Rewrite:
Consider a bag containing an unknown number of red and blue balls. Let the number of red balls in the bag be denoted as the realization of a Poisson random variable X with mean 5. Suppose a ball is randomly drawn from the bag with replacement. Find the probability that the drawn ball is red.
Find the probability of drawing a red ball from the bag.
To find the probability of drawing a red ball from the bag, we need to use the concept of a Poisson random variable. In this case, the number of red balls in the bag is given as the realization of a Poisson random variable X with a mean of 5.
The Poisson distribution is a probability distribution that describes the number of events occurring in a fixed interval of time or space, given the average rate of occurrence. In this scenario, the average number of red balls in the bag is 5.
To find the probability of drawing a red ball, we need to calculate the probability mass function (PMF) of the Poisson distribution. The PMF of a Poisson random variable X is given by the formula:
P(X = k) = (e^(-λ) * λ^k) / k!
where λ is the average or mean of the Poisson distribution and k is the number of red balls we are interested in.
In this case, we are interested in the probability of X = 1, which represents drawing a single red ball from the bag.
Let's substitute the values into the formula:
P(X = 1) = (e^(-5) * 5^1) / 1!
Calculating this, we get:
P(X = 1) = (e^(-5) * 5) / 1
Using the value of e ≈ 2.71828, we can evaluate this expression to find the probability of drawing a red ball from the bag.
To find the probability of drawing a red ball from the bag, we are given that the number of red balls in the bag is the realization of a Poisson random variable X with mean 5. This implies that the average number of red balls in the bag is 5.
Since the balls are drawn with replacement, the probability of drawing a red ball on each draw remains constant. We can use the probability mass function of the Poisson distribution to calculate this probability.
The probability mass function (PMF) of a Poisson distribution is given by the formula:
P(X = k) = (e^(-λ) * λ^k) / k!
Where lambda (λ) is the mean of the distribution.

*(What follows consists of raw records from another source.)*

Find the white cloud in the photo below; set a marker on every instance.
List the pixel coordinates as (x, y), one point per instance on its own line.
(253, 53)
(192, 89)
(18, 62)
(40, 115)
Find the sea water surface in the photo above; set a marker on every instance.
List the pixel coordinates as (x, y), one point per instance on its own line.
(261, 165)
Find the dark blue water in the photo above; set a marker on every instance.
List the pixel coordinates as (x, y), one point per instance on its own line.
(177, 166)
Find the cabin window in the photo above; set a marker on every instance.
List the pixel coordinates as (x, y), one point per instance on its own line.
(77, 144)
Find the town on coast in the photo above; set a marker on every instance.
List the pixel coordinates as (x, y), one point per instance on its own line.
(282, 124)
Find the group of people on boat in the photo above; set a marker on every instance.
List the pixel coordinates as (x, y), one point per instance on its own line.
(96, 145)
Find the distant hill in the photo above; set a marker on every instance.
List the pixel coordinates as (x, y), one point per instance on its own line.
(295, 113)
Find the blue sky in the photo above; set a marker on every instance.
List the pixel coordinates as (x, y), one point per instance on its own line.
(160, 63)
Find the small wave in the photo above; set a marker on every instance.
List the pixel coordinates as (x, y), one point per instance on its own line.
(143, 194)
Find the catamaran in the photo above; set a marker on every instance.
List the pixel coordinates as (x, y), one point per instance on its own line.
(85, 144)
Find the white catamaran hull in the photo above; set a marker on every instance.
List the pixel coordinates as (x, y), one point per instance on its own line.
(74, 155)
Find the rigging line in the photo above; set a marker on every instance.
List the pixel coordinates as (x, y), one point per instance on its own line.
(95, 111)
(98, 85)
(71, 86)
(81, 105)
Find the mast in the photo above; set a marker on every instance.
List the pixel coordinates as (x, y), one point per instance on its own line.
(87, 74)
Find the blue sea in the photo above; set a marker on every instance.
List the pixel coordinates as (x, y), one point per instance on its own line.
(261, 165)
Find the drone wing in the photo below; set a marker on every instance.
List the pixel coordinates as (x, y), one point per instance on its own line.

In this case, λ = 5 because the mean number of red balls is 5.
To find the probability of drawing a red ball, we need to calculate P(X = 1), as we are interested in the probability of having exactly 1 red ball.
Let's substitute λ = 5 and k = 1 into the formula:
P(X = 1) = (e^(-5) * 5^1) / 1!
Simplifying further:
P(X = 1) = (e^(-5) * 5) / 1
Using a calculator or software, we can find the value of e^(-5) ≈ 0.00674.
Therefore:
P(X = 1) ≈ (0.00674 * 5) / 1
P(X = 1) ≈ 0.0337
So, the probability of drawing a red ball from the bag is approximately 0.0337 or 3.37%.